Honorable mention: Dungeons and Dragons: Honor Among Thieves

The Turtles return! Cannot tell if my awards have gone a little wonky this year because I missed most of the indie/international fare, and as such am filling the lists with what I readily get online, or if the big mainstream stuff this year just hit all the right marks. Either way, I'm happy to see Turtles, Knock, and Margaret represent the kind of adventurous and interesting studio fare that should still be getting shot out of Hollywood like cheap merchandise out of a t-shirt cannon. And I suppose Killers qualifies as well, in some regard, if only because a not-studio (Apple) shelled out an incredible amount of money to support something as thoughtful, quiet, and inquisitive as this.
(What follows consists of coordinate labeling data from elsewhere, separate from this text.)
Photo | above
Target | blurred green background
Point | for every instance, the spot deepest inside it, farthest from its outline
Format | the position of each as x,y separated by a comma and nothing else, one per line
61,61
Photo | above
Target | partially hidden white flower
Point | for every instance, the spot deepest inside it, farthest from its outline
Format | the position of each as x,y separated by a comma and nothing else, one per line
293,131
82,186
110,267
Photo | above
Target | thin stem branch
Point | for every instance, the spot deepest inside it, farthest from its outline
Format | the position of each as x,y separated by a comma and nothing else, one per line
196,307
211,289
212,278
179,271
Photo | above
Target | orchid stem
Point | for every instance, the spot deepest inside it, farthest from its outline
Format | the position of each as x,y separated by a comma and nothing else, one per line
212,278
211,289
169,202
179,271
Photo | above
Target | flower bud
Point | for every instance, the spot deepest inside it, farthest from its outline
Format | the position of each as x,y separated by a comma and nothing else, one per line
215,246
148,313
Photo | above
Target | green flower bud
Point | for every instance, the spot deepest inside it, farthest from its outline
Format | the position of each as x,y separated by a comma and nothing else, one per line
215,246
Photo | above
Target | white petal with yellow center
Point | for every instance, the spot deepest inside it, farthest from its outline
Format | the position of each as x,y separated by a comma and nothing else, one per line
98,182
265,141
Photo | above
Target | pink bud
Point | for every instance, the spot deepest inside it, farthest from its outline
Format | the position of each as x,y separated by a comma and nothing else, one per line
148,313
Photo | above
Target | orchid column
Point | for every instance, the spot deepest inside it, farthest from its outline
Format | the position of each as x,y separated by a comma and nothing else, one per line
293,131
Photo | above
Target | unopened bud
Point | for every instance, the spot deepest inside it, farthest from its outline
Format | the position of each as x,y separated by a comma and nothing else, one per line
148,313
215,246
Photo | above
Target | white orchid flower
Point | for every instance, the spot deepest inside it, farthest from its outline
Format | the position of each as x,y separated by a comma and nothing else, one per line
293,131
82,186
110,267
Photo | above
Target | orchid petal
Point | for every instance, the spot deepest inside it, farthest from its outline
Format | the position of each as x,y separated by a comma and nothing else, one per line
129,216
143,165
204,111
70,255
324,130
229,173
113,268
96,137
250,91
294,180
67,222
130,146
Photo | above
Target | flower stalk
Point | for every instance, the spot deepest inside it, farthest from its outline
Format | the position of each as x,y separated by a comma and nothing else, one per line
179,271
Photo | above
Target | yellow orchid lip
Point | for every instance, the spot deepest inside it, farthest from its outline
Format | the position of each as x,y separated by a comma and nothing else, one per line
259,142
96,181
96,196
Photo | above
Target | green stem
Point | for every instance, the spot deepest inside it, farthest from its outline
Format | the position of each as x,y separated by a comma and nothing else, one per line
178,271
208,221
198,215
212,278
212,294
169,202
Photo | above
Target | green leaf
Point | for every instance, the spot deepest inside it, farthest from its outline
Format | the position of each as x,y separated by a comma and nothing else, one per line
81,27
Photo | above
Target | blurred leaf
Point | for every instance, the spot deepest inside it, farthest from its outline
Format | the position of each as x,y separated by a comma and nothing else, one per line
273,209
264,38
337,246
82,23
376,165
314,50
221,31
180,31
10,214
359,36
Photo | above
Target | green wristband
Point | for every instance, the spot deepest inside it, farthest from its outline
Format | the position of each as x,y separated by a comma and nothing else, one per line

And that's that! Once again, my promises of brevity were horrible, horrible lies. Honestly, I've been doing this for about 15 years now--at this point, if I tell you that I'm going to write something quick and streamlined and you believe me, that's as much on you as it is on me. Next year, one of us should probably hire someone to sit on top of my computer until I've cried myself to sleep and the possibility of posting movie lists is long gone. But in the mean time, what are your thoughts? I'll be back tomorrow to wrap up the best of lists with the crafts categories, and then again on Thursday to run through my Osar predictions.